I got bloated table because of oldest xmin, but this xmin belong to physical replication. How can I solve this problem without loosing replication?
Best regards.
It's a bit unclear what your problem is, and it seems unrelated to the article, but perhaps you need to drop the replication slot.
Hi Laurenz,
I've got an issue with this auto-vacuum
[2020-08-05 16:45:17.157 07][][][][][431][XX001]ERROR: found xmin 2756976979 from before relfrozenxid 300006063
[2020-08-05 16:45:17.157 07][][][][][431][XX001]CONTEXT: automatic vacuum of table "template1.pg_catalog.pg_authid"
May u please kindly help me with this problem?
You have data corruption.
Dump and restore the database to a new PostgreSQL cluster. If you need more help, please contact sales@cybertec.at
Hello Laurenz,
on 'long-running transactions'. In isolation level 'read committed'. If I just do selects and keep the transaction open in between. Can that cause problems for vacuum? I guess not as it does not guarantee read consistency?
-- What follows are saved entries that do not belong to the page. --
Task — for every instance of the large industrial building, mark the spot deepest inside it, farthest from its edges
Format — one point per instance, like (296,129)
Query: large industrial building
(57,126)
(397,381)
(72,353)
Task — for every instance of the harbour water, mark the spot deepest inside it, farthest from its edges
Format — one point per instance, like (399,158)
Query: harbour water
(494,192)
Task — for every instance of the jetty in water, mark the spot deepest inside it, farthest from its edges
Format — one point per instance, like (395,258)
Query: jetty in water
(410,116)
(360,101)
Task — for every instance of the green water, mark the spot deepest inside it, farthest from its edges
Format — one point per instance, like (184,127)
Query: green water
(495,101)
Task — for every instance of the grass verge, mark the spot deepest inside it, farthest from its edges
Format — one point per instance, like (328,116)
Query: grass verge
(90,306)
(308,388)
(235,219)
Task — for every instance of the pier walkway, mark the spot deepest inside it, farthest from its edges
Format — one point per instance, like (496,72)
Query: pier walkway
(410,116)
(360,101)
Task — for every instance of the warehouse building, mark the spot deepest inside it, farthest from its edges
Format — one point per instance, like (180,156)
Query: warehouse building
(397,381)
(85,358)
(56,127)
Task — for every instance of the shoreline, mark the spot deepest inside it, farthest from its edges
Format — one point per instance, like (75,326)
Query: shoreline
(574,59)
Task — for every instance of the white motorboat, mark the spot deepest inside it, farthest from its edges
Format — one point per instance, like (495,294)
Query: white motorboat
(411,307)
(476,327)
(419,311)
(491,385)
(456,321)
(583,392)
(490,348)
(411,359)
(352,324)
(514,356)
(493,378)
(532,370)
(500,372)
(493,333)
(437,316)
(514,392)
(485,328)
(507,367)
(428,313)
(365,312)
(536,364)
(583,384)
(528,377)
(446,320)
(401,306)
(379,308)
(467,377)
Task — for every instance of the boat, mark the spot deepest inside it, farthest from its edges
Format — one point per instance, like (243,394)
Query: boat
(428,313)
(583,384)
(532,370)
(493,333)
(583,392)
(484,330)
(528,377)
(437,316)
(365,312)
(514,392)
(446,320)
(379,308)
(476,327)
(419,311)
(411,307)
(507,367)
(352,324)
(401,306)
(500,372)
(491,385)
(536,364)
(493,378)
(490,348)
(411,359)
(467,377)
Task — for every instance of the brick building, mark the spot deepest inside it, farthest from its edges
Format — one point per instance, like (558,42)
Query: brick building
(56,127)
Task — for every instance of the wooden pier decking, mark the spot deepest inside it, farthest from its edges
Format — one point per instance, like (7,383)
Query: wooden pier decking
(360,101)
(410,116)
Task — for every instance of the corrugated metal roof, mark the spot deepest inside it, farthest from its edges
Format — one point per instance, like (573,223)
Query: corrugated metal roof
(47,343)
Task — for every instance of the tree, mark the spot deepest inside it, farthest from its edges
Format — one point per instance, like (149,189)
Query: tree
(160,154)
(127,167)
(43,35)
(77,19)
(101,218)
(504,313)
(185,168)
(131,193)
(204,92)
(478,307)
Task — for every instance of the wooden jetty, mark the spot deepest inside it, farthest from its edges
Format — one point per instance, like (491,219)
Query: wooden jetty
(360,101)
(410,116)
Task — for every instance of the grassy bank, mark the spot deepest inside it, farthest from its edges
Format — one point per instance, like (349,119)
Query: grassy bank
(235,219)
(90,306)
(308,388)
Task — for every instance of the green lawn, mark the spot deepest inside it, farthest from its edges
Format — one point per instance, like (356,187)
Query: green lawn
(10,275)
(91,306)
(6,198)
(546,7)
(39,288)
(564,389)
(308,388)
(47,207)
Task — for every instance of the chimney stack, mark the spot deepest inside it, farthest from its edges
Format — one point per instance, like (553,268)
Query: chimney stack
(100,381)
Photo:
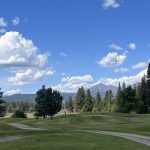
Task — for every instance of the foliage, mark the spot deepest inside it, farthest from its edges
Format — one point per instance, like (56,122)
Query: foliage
(97,103)
(88,104)
(19,114)
(80,99)
(48,102)
(2,105)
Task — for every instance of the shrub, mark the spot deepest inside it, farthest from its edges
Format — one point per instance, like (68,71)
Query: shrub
(19,114)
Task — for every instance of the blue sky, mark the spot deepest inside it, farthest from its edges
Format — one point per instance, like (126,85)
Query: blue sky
(71,43)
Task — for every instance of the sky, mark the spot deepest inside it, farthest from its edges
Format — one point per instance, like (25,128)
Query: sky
(66,44)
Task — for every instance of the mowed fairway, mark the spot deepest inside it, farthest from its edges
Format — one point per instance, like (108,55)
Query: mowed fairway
(62,134)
Thank you!
You are right. What holds back
VACUUM
is open snapshots, and inREAD COMMITTED
isolation, each statement takes a new snapshot. If you look at the query I provide, you will see that it checksbackend_xmin
andbackend_xid
. You will see that your read-onlyREAD COMMITTED
has both values set to NULL between queries.Hi Laurenz,
we have a database where a vacuum on pg_largeobject does not remove the dead items.
I've checked the 4 reasons but I'm not sure if any of the reasons apply here. From my understanding, I would rather say that nothing applies.
Have I overlooked anything? And what else could it be?
VACUUM VERBOSE ANALYSE pg_largeobject;
INFO: vacuuming "pg_catalog.pg_largeobject"
INFO: table "pg_largeobject": index scan bypassed: 420500 pages from table (1.19% of total) have 690946 dead item identifiers
INFO: table "pg_largeobject": found 0 removable, 1816641 nonremovable row versions in 533548 out of 35474423 pages
DETAIL: 0 dead row versions cannot be removed yet, oldest xmin: 25410676
Skipped 0 pages due to buffer pins, 0 frozen pages.
CPU: user: 2.66 s, system: 1.43 s, elapsed: 4.29 s.
INFO: analyzing "pg_catalog.pg_largeobject"
INFO: "pg_largeobject": scanned 30000 of 35474423 pages, containing 106967 live rows and 587 dead rows; 30000 rows in sample, 126486420 estimated total rows
Please find the results of the queries enclosed:
1) Long-running transactions and VACUUM
pid | datname | usename | state | backend_xmin | backend_xid
--------+----------+----------+---------------------+--------------+-------------
235573 | ........ | ........ | idle in transaction | 25410676 |
236156 | ........ | ........ | idle in transaction | 25410676 |
237118 | ........ | ........ | idle in transaction | 25410676 |
240698 | ........ | ........ | idle in transaction | 25410676 |
242505 | ........ | postgres | active | 25410677 |
2) Abandoned replication slots and VACUUM
slot_name | slot_type | database | xmin
-----------+-----------+----------+------
stndb01 | physical | |
stndb02 | physical | |
(2 rows)
3) Orphaned prepared transactions and VACUUM
gid | prepared | owner | database | xmin
-----+----------+-------+----------+------
(0 rows)
4) Standby server with hot_standby_feedback = on and VACUUM
application_name | client_addr | backend_xmin
------------------+---------------+--------------
stndb01 | 172.16.24.24 |
stndb02 | 172.16.24.22 |
(2 rows)
FYI:
hot_standby = on
hot_standby_feedback = off (default)
Thanks in advance!
Best regards
Seems that the problem are the "idle in transaction" transactions...
Everything is fine, and
VACUUM
removed all dead rows. See the line "0 dead row versions cannot be removed yet", which is the same as "all dead row versions could be removed". The "nonremovable row versions" are the live rows in the table.To actually shrink the table, you would need
VACUUM (FULL)
.Thanks for your fast response.
I just want to say thank you for this! I did not understand that long-lived transactions would block vacuuming across all tables (including those the transaction doesn't use), but this information helped me figure out what was going on. You are a saint for all the help you provide!